How to differentiate between the risks and opportunities in emerging countries in 2014?
Natixis Economic Research present a grid to indentify the risks and opportunities in emerging countries based on six key factors:
• Fed tapering: countries maintaining close relations with the United States and/or with liquid markets have benefited most from US liquidity (Latin America, Malaysia, South Korea, Thailand and Poland via bonds). In theory, Fed tapering should lead to less support for their markets, although during episodes of heightened risk aversion, as is the case today, liquidity may prove to be a positive factor.
• Sensitivity to raw materials: a prolonged raw materials price shock would be very unfavorable for Russia, Chile and even the financial stability of countries such as Venezuela, Argentina and Ukraine.
• Dependence on Chinese growth: China’s economic slowdown represents a risk for emerging countries with close trading relations with China, particularly countries in Asia, Latin American and, to a lesser extent, Russia.
• Risk of a sudden stop: the situation is fragile in Ukraine, Venezuela, Turkey and Argentina, whose foreign reserves do not cover the short-term external commitments. The crisis of confidence is not just external since there is a flight from money by residents.
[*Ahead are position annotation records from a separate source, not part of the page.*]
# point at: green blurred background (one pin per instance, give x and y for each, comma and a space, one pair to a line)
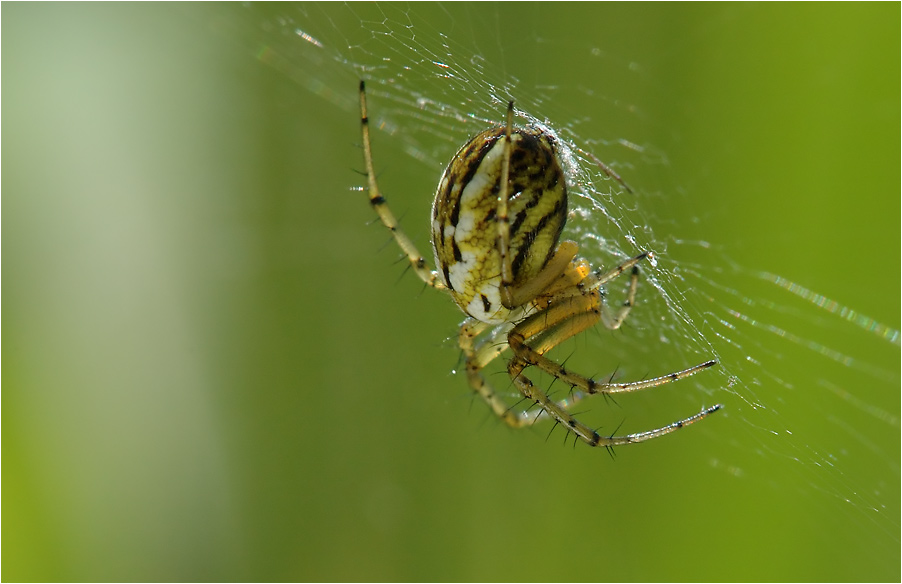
212, 372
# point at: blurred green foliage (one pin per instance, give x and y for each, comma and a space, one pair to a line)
211, 372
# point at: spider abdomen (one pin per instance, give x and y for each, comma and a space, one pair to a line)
465, 222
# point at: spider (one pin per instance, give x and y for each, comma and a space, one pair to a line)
497, 219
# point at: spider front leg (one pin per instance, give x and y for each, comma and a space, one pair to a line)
377, 201
566, 317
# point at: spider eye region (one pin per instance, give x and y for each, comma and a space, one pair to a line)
465, 222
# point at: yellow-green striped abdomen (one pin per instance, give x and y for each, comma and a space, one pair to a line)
464, 217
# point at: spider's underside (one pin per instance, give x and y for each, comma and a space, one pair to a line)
497, 218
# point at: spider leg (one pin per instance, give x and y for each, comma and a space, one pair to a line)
377, 201
476, 359
560, 321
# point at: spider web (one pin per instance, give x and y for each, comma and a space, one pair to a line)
810, 386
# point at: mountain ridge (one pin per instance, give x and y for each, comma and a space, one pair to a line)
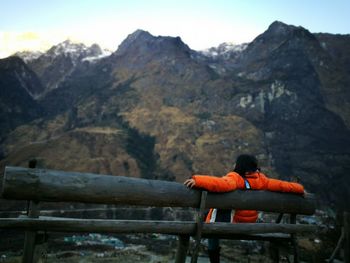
193, 114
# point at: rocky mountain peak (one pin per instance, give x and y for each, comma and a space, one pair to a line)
282, 31
142, 42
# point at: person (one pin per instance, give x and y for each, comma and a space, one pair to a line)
245, 175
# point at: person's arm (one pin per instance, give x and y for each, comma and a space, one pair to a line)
213, 184
284, 186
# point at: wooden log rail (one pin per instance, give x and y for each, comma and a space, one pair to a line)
57, 186
39, 185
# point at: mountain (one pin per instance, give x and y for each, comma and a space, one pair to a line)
18, 88
157, 109
58, 63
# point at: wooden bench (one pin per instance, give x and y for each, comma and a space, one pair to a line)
39, 185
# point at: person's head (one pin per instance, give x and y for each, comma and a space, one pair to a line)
246, 164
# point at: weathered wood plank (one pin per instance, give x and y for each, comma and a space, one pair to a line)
143, 226
49, 185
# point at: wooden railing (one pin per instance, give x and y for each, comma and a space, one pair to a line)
39, 185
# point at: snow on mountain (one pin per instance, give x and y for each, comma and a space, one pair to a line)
28, 55
224, 50
78, 51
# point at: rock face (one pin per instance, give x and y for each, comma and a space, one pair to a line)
57, 64
157, 109
18, 86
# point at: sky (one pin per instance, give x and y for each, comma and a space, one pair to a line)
39, 24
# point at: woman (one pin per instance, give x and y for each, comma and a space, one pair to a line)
246, 175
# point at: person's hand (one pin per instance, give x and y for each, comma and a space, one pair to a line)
190, 183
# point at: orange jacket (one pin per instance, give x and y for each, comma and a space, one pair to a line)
233, 181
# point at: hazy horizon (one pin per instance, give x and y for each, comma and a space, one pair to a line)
200, 24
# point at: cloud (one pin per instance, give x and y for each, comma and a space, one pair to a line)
12, 42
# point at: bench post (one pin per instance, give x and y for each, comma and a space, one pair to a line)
293, 220
182, 248
347, 237
30, 236
199, 226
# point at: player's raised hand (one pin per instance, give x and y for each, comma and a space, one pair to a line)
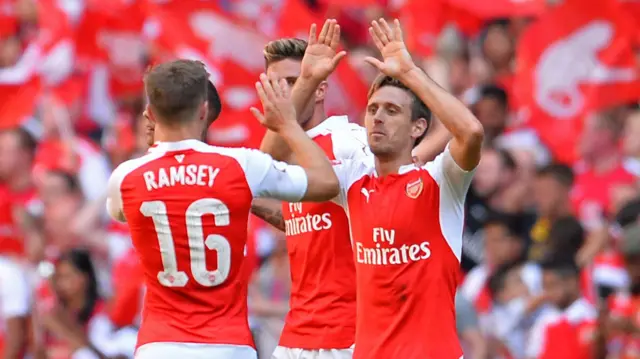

• Trade structure: a diversified industrial base helps to limit external shocks. Asia (excluding Indonesia), the New Member States (NMS), Turkey and Mexico have this advantage.
• Political risks: it is difficult to differentiate between emerging countries based on political factors since all present weaknesses (business environment, corruption, observance of ownership rights, income inequality, etc.). These are indeed basic traits of emerging countries.